OAF is based on a theoretical framework that has been created and optimized over two decades of research by Perl, Geller, and their students. Here is a brief summary.

A partial-area taxonomy is a network which provides a summarized view of an ontology for a display on a screen that is easily comprehensible. However, for a large ontology this summarization network may still be too large. For example, the Fall version of CIDO consisted of 5,138 concepts. Its partial-area taxonomy had 519 partial-areas, which cannot be displayed as 519 boxes on one screen.

To obtain an even more compact summary of an ontology, we defined the weighted aggregate taxonomy (WAT). The idea is to differentiate between major partial-areas summarizing many concepts and minor ones summarizing just a few, by defining a cutoff value. In a WAT, only partial-areas above the cutoff are displayed as boxes. Each such node (box) summarizes a major subject in the topic modeled by the ontology.

The WAT worked well for many ontologies, but for CIDO it created a long and narrow diagram that did not make good use of a computer screen. The newly invented "child-of-based layout" was shown to overcome this problems and generates a balanced layout for the CIDO summarization fitting well for visualization (see figure 2). Examples of major subjects of CIDO, include process (summarizing 301 concepts), viral vaccine (standing for 58 concepts) and viral protein (summarizing 43).

Figure 2. A big-picture summarization network of major subjects of CIDO

However, the partial-areas below the cutoff value are not deleted, they are just hidden. Their contribution is aggregated into the closest large parent or ancestor partial-area. By clicking with the mouse on a major subject node, the OAF software tool can expand it back to show the hidden details.

For example, when clicking on the major subject process, the OAF software tool generates the network of secondary subjects of the major subject process shown in Fig 3. Among these secondary subjects we find Coronavirus infectious disease process (summarizes 8 concepts), COVID-19 diagnostic process (7 concepts), and its child COVID-19 diagnostic process by serological assay (3 concepts).

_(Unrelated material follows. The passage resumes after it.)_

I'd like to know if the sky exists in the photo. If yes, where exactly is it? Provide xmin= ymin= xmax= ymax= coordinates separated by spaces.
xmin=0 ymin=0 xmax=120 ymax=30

Figure 3. Expansion of the process subject

The general public's interest in COVID may wane after a vaccine becomes mainstream, which is happening now with Moderna and Pfizer in the US. But CIDO and the software to make sense of it all will be relevant for years to come.

Even when a vaccine is available, it will take time for the whole world population to get vaccinated. Furthermore, medicine will have still to deal with the leftovers of the pandemic — all those symptoms and problems which people have after they were cured already. Another issue is that CIDO will be very helpful when the next pandemic hits. It will need to be adapted, but the framework and many concepts will still be applicable.